In service to the Lord
Eugene was coming out of church one day, and the Priest was standing in front of the door as was his custom, shaking hands and greeting parishoners.  He grabbed Eugene by the hand and pulled him aside.

Priest:  "Eugene, you need to join the Army of the Lord!!"

Eugene:  "Father, I'm already in the Army of the Lord."

Priest:  "How come I never see you except at Christmas and Easter??"
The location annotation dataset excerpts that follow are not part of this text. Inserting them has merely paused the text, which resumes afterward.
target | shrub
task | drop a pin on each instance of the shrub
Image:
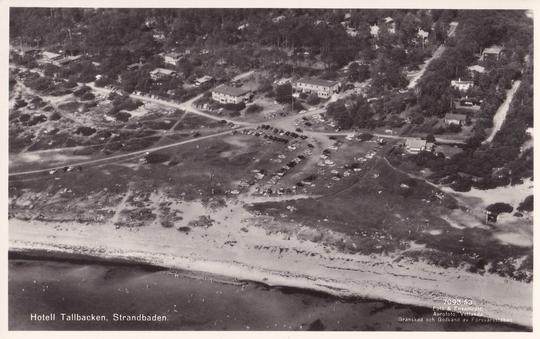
(37, 120)
(235, 107)
(365, 136)
(81, 91)
(313, 99)
(156, 158)
(86, 131)
(253, 109)
(123, 116)
(527, 204)
(88, 96)
(500, 207)
(461, 184)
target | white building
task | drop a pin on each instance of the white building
(230, 95)
(323, 88)
(462, 85)
(172, 58)
(455, 119)
(49, 57)
(415, 146)
(203, 80)
(492, 52)
(160, 73)
(476, 69)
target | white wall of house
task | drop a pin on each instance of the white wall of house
(229, 99)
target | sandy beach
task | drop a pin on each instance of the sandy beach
(236, 247)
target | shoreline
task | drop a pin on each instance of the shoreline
(331, 272)
(87, 259)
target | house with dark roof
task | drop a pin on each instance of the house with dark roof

Eugene:  "I'm in the Secret Service."


Lessons in life
A mother was making pancakes for her sone Kevin and his younger brother Ryan.  The boys began to argue (in a way only two brothers can argue) over who would get the first pancake.  The mother saw an opportunity to teach the boys a moral lesson.  "If Jesus were sitting here, He would say, 'Let my brother have the first pancake.  I can wait.'"  Kevin's eyes got really big.  Then he turned to his younger brother and said, "Ryan, you be Jesus!"


Thanks for the memories
Two elderly gentlemen are playing cards on Saturday evening as they have done for the past 35 years.  Max, the older, had been having problems remembering what cards were what, and usually needed help from his wife.

At the end of the card game, Ed said to Max, "You did very good tonight.  You didn;t need any help at all.  Why is that?"
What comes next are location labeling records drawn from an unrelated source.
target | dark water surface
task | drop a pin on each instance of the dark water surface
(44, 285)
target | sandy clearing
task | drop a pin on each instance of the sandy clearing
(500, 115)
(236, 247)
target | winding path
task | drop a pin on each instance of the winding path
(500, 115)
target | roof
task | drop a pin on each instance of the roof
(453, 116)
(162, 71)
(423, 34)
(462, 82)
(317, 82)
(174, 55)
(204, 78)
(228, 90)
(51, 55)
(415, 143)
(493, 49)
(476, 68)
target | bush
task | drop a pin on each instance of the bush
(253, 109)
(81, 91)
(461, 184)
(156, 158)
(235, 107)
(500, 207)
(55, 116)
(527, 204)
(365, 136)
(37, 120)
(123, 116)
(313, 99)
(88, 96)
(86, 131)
Max replied, "Ever since my wife sent me to that memory school, I have been doing much better."

"Memory school?  What memory school?"

Max thought for a moment, "Oh, what's that flower - red, with thorns?  A real pretty flower . . .?"

"A rose?"

"Yeah . . . that's it!"  Max turned toward the kitchen and called, "Hey Rose! What's the name of that memory school you sent me to??"